De apart gevorderde nakosten worden toegewezen als hierna vermeldt, nu de proceskostenveroordeling hiervoor reeds een executoriale titel geeft en de kantonrechter van oordeel is dat de nakosten zich reeds vooraf laten begroten. De wettelijke rente over voornoemde kosten zijn toewijsbaar vanaf veertien dagen na de uitspraak van het vonnis tot aan de dag der voldoening;

4..De beslissing

De kantonrechter,
rechtdoende in kort geding:
veroordeelt In Zorg om binnen 14 dagen na de betekening van dit vonnis het gehuurde te ontruimen en te verlaten met alle zich daarin en/of bevindende personen en/of zaken, en onder afgifte van alle sleutels ter vrije en algehele beschikking van [eiseres] te stellen, en bepaalt dat IN Zorg een dwangsom verbeurt voor iedere dag dat zij in gebreke blijft aan deze veroordeling te voldoen, ter hoogte van € 1.000,- per dag met een maximum van € 30.000,-;
veroordeelt IN Zorg om aan [eiseres] te betalen een bedrag van € 11.500,- ter zake van gebruiksvergoeding berekend tot en met 6 december 2021, te vermeerderen met de wettelijke rente daarover vanaf de vervaldata der respectievelijke termijnen tot aan de dag der algehele voldoening;
veroordeelt IN Zorg om aan [eiseres] te betalen een bedrag van € 2.000,- per maand (of gedeelte van een maand) ter zake van gebruiksvergoeding, met ingang van de maand januari 2022 tot en met de maand waarin de ontruiming plaatsvindt;
veroordeelt IN Zorg om aan [eiseres] te betalen een bedrag van € 1.028,50 aan buitengerechtelijke incassokosten;
veroordeelt IN Zorg in de proceskosten, tot aan deze uitspraak aan de zijde van [eiseres] begroot op:
  • € 1.013,- aan verschotten;
  • € 498,- aan salaris voor de gemachtigde;
voornoemde bedragen te vermeerderen met de wettelijke rente in de zin van artikel 6:119 BW ingaande veertien dagen na de datum van dit vonnis tot aan de dag van algehele betaling;
en indien IN Zorg niet binnen veertien dagen na de datum van dit vonnis vrijwillig aan het vonnis heeft voldaan, begroot op € 124,- aan nasalaris.

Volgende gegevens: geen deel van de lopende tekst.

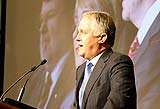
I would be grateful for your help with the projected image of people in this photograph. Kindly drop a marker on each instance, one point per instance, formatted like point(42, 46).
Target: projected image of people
point(55, 87)
point(145, 49)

Indien daarna betekening van het vonnis heeft plaatsgevonden, moet het bedrag aan nasalaris nog worden verhoogd met de kosten van betekening;
verklaart dit vonnis uitvoerbaar bij voorraad en wijst af het méér of anders gevorderde.
Dit vonnis is gewezen door mr. K.J. Bezuijen en uitgesproken ter openbare terechtzitting.